Credit Reports - Tenant Resource Center

Credit Reports

Note: Was your lease signed or did your concern start before 4/18/18? If so, please see the bottom of this page for law changes that may impact your situation. For quick summaries of the many many law changes, see our Law Changes Page.

What Does a Credit Bureau Do?

There are three national credit bureaus: Equifax, Experian, and TransUnion. These bureaus gather information about a consumer's credit history from banks, loan companies, and other creditors and compile it into a credit report. The credit report is made available to other potential creditors, such as financial institutions and lenders, as well as insurance companies and landlords. Credit reporting agencies do not decide whether you are eligible for credit, but credit reports have a huge impact on your ability to receive credit (such as a lease).

Who Can Obtain My FREE Credit Report?

Credit bureaus do not need your approval before they release your report, and they do not have to notify you after they release it. However, federal law limits the situations in which credit reporting agencies can release your credit report. They may do so only:

  • In response to a court order
  • By your written request
  • In connection with a credit transaction for which you are being considered (with or without your knowledge) or are otherwise involved, such as a loan application
  • For employment or investment purposes
  • For the purposes of underwriting your insurance
  • If you apply for government benefits, or
  • For any other legitimate business purpose, such as renting.

Why Should I Look at My Own Credit Report?

It helps you prepare!

Since credit reports often have mistakes in them that can hurt your ability to get credit (including a lease from a landlord), it is a good idea to see a copy of your credit report once a year to check its accuracy. This provides you with the opportunity to correct errors and protect yourself from identity theft.
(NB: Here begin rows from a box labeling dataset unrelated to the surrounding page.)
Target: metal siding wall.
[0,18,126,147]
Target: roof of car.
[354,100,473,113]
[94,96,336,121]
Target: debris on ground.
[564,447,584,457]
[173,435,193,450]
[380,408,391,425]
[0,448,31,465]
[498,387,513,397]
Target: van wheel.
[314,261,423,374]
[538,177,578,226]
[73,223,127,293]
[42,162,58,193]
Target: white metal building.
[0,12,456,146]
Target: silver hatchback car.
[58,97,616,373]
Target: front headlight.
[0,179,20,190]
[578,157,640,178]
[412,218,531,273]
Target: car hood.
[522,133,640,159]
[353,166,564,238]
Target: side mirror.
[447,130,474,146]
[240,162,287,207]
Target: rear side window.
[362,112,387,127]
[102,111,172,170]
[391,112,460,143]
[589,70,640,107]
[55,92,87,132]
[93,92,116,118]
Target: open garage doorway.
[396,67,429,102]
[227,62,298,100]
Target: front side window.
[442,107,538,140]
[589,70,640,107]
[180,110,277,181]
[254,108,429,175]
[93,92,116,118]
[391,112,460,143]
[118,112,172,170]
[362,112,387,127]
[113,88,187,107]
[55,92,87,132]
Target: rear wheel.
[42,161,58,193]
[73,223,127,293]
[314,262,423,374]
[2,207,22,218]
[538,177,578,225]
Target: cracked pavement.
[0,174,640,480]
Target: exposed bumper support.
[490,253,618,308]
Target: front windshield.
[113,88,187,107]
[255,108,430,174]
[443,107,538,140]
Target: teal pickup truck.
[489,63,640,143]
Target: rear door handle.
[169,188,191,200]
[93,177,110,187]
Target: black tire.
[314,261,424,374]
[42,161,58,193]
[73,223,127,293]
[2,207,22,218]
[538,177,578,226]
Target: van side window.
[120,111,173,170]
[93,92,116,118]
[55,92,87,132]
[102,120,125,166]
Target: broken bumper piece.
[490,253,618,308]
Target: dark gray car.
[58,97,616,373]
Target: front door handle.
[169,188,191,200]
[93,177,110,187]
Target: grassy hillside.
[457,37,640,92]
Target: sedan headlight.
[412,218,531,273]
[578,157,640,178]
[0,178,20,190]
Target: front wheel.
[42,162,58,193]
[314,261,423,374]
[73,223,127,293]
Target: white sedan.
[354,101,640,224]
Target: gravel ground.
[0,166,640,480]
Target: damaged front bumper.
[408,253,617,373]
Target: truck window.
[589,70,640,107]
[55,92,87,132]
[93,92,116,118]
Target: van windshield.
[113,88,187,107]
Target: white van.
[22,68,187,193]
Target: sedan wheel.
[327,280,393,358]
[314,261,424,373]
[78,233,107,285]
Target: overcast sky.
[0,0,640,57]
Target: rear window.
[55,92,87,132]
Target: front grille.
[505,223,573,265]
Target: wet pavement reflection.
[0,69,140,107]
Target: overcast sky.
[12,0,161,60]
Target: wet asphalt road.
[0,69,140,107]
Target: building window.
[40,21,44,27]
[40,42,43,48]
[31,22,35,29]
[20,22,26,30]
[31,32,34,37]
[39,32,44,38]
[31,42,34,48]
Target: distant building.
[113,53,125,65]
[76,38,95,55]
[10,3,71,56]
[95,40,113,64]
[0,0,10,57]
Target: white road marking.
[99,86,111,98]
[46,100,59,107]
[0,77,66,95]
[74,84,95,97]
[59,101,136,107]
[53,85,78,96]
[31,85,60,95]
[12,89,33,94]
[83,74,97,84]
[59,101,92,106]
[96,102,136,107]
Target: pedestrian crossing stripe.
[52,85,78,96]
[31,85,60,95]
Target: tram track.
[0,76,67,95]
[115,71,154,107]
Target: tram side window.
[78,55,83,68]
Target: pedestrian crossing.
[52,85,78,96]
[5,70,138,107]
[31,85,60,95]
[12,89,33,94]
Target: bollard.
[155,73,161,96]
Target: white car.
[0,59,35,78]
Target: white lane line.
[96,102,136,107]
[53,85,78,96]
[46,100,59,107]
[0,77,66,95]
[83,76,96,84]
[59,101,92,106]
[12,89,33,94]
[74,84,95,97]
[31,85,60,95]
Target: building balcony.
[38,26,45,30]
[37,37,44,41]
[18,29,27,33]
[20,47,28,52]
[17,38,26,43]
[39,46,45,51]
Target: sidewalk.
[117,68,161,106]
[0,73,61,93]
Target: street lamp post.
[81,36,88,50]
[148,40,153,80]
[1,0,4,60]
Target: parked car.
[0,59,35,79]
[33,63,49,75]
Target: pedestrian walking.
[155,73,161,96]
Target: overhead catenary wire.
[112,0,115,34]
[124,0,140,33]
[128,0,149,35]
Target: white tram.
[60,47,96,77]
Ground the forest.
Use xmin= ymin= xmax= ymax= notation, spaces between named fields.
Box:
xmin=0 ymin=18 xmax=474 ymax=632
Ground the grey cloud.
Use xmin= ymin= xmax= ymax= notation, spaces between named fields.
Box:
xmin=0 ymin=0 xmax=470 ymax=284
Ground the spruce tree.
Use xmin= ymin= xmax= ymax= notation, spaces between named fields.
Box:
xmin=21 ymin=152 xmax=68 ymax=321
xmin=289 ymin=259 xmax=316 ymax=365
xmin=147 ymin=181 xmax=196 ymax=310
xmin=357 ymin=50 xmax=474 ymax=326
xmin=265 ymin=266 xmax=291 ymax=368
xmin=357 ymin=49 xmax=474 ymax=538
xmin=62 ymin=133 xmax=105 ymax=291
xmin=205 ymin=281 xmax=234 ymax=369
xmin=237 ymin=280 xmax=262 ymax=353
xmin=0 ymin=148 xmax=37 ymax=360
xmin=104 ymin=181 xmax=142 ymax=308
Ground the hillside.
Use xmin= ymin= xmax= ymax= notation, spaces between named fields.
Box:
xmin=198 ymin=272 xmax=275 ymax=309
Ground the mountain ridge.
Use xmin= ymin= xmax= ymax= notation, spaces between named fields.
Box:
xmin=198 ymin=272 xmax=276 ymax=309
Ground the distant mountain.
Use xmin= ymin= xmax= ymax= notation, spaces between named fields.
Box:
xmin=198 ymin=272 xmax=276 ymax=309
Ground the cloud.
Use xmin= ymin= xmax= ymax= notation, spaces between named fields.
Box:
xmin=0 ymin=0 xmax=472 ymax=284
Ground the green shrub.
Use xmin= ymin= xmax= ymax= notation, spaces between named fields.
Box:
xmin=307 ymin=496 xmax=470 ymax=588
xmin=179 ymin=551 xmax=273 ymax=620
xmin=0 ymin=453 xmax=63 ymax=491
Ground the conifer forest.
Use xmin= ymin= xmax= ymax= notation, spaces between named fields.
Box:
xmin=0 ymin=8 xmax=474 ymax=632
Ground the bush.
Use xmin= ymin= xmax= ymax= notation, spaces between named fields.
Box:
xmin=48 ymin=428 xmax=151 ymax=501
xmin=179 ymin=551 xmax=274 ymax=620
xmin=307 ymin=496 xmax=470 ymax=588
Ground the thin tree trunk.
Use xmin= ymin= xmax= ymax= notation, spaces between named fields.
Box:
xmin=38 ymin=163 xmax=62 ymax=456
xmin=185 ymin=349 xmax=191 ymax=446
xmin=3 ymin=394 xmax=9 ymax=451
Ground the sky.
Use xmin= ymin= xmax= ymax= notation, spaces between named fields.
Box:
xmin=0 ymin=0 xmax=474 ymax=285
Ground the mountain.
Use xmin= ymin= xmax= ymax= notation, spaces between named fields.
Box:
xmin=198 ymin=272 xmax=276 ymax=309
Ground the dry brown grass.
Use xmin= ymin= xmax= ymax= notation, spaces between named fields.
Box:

It can help you save money when you're applying for apartments!

Landlords are allowed to charge you up to $20 $25 for the actual cost of a credit check unless you provide a (free) copy of your own that is no older than 30 days. Wis. Stat. 704.085(1)(a) & (b), 2017 Wis. Act 317, Sec. 41 City of Madison tenants cannot be required to pay the cost of a credit check. MGO 32.02(2)((c) & 32.10(3), Wis. Stat. 66.0104(2)(b), ATCP 134.05(4) 

NOTE: Under the new laws, Wisconsin landlords are also allowed allowed to charge out-of-state applicants up to $25 for the actual cost of a background check. Wis. Stat. 704.085(2), 2017 Wis. Act 317, Sec. 41, Eff. 4/18/18.

Where Can I Get a FREE Copy of My Credit Report?

If you have been denied credit (including denied for an apartment), you are entitled to a free copy of your credit report. Simply request a copy from the credit-reporting agency that supplied the report to the creditor/landlord.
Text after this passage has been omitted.